乃木坂46 掛橋沙耶香 評判記
「ピカレスク・ロマン」
掛橋沙耶香、平成14年生、乃木坂46の第四期生。
アイドルへの片想いと献身を歌った『図書室の君へ』以降、次世代エース候補の筆頭として期待され、名乗りを上げたが、その資質のかたはしをかき鳴らしたきり、脚光を浴びていない。逸材と期待されながら、「フロント」や「センター」といったステージから遠くはなれ、未だジャージー姿のアイドルから脱却しない。この現状をどうとらえるべきだろうか。本人の怠慢か、作り手の眼力に問題があるのか。シングル表題作のセンターに選ばれてもまったく不思議ではないし、いつブレイクしてもおかしくないメンバーなのだが。
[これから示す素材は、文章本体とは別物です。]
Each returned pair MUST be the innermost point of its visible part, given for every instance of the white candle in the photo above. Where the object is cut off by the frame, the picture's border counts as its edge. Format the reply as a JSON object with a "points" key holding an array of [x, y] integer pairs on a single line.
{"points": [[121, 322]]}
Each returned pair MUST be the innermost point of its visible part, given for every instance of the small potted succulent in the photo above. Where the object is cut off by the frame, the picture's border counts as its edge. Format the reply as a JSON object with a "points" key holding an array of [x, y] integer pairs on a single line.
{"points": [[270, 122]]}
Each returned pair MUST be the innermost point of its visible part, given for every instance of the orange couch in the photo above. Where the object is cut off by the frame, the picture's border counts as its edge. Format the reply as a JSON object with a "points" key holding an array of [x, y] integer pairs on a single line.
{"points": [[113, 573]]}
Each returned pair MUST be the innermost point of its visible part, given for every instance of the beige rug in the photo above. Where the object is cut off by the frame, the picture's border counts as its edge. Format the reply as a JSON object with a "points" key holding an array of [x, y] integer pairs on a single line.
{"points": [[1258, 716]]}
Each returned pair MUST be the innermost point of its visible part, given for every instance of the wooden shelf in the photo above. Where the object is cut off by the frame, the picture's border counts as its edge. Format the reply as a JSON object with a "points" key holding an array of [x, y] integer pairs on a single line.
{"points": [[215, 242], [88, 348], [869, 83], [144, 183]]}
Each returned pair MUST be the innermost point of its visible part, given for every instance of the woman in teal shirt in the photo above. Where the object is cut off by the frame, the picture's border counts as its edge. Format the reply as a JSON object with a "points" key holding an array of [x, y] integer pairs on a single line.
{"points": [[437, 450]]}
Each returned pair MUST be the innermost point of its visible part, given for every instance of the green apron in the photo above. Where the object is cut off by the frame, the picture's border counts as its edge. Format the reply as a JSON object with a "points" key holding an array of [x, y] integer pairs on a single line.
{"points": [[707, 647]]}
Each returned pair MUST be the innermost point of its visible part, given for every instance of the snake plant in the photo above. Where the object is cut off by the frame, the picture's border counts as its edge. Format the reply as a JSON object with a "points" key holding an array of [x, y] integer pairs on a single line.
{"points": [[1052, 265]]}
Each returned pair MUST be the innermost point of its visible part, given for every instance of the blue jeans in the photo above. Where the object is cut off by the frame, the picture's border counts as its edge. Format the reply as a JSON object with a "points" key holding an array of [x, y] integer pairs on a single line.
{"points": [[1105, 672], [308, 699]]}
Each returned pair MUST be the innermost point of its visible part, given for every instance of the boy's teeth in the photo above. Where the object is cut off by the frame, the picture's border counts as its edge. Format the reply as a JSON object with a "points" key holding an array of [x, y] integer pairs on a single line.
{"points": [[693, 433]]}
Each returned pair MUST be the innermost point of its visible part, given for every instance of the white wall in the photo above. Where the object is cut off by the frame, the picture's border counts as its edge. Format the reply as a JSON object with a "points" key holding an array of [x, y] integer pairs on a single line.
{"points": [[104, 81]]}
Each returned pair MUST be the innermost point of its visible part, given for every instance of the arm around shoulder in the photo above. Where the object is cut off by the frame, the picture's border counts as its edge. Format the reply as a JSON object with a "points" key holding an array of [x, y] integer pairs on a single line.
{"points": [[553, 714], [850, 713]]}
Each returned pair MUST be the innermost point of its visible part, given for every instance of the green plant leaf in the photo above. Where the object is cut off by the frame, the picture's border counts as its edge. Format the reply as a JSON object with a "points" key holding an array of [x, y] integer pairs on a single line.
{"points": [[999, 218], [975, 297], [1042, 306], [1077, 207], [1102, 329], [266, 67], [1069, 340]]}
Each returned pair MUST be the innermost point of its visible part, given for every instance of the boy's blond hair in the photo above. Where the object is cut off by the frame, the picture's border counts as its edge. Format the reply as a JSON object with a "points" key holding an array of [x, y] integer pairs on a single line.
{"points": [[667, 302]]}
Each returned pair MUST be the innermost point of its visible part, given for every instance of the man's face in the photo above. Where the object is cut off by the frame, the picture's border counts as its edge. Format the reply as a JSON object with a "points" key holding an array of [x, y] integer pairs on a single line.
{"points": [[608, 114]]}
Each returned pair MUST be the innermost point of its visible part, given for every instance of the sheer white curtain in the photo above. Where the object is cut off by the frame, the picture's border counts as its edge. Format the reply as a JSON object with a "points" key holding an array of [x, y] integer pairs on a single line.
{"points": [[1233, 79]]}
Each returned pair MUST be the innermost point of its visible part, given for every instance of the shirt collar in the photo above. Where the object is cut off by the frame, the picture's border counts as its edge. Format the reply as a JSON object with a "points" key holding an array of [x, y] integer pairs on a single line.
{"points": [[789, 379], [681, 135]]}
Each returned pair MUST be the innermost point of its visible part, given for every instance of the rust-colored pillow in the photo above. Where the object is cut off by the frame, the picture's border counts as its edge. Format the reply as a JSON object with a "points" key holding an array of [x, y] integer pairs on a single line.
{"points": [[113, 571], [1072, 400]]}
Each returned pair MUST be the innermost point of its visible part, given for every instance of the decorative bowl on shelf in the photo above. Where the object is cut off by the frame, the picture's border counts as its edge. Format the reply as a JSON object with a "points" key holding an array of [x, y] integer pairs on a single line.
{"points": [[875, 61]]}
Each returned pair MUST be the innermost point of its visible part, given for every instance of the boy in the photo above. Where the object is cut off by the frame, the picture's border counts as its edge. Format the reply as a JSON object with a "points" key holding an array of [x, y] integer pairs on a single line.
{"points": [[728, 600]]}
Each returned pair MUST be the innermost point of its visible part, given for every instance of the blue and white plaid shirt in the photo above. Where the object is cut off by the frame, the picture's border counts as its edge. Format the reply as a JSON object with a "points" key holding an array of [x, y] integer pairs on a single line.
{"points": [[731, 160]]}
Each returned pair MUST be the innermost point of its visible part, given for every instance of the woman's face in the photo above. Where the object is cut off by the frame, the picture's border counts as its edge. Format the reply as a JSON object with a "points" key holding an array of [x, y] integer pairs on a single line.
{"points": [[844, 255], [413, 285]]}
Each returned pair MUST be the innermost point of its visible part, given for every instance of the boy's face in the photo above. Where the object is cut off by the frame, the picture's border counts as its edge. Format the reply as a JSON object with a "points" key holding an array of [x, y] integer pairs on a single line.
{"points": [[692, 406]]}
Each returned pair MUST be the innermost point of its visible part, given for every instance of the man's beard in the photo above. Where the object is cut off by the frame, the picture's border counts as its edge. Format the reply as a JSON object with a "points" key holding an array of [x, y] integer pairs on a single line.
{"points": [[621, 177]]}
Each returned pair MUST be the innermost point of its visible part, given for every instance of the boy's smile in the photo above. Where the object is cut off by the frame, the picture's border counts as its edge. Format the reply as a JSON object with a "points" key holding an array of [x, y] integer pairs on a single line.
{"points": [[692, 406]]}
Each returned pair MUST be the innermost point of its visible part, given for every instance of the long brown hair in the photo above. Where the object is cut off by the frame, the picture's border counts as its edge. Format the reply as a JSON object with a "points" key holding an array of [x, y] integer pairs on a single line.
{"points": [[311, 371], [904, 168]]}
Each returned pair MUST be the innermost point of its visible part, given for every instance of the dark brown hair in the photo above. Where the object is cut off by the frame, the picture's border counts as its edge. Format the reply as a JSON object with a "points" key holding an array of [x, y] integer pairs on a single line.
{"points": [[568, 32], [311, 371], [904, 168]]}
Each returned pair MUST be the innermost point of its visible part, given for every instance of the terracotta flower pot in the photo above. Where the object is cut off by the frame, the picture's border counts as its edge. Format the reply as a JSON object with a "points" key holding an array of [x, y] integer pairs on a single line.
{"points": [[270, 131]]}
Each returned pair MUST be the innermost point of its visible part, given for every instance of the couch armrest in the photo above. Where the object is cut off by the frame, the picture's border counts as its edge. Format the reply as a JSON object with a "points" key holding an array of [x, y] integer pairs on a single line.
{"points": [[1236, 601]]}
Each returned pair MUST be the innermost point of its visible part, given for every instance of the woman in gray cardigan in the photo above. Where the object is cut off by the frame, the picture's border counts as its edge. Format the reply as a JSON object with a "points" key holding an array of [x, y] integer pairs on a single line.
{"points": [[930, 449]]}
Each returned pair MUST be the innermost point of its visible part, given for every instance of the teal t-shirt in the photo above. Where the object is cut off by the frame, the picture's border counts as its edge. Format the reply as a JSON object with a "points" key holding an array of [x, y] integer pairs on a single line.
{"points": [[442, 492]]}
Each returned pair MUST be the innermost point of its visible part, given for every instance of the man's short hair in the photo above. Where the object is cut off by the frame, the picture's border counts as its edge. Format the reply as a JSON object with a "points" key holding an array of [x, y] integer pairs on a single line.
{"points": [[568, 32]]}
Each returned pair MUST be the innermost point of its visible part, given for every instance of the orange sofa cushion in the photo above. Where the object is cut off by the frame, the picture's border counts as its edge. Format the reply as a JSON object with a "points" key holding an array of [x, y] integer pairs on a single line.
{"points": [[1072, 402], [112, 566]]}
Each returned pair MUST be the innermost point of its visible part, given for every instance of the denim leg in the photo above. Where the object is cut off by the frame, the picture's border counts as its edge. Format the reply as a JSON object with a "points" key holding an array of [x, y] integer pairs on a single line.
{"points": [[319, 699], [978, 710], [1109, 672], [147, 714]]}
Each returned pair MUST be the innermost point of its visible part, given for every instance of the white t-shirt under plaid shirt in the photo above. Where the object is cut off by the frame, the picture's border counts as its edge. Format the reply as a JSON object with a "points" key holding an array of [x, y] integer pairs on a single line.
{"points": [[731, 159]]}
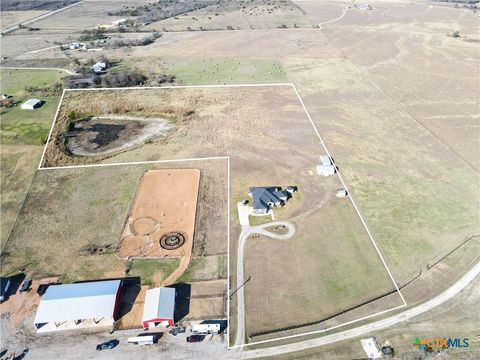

心の弾みをもった、青くシャープなアイドルであり、ゆえに暗さと活気に満ちている点が、まずひとつの個性となるだろうか。生まれ持った境遇によって育まれたであろう鷹揚さ、教養のなかに、生まれながらの無鉄砲さを併せ持つ、ネイキッドなアイドルである。グループの成り行きの中で、その流れに身を任せ泳いでさえいれば、アイドルとしてそれなりの成功を約束された逸材におもうが、あくまでも本人はそれが気に食わない、それだけでは満足できない、と憤る、反動を剥き出しにするところに、この人の個性がある。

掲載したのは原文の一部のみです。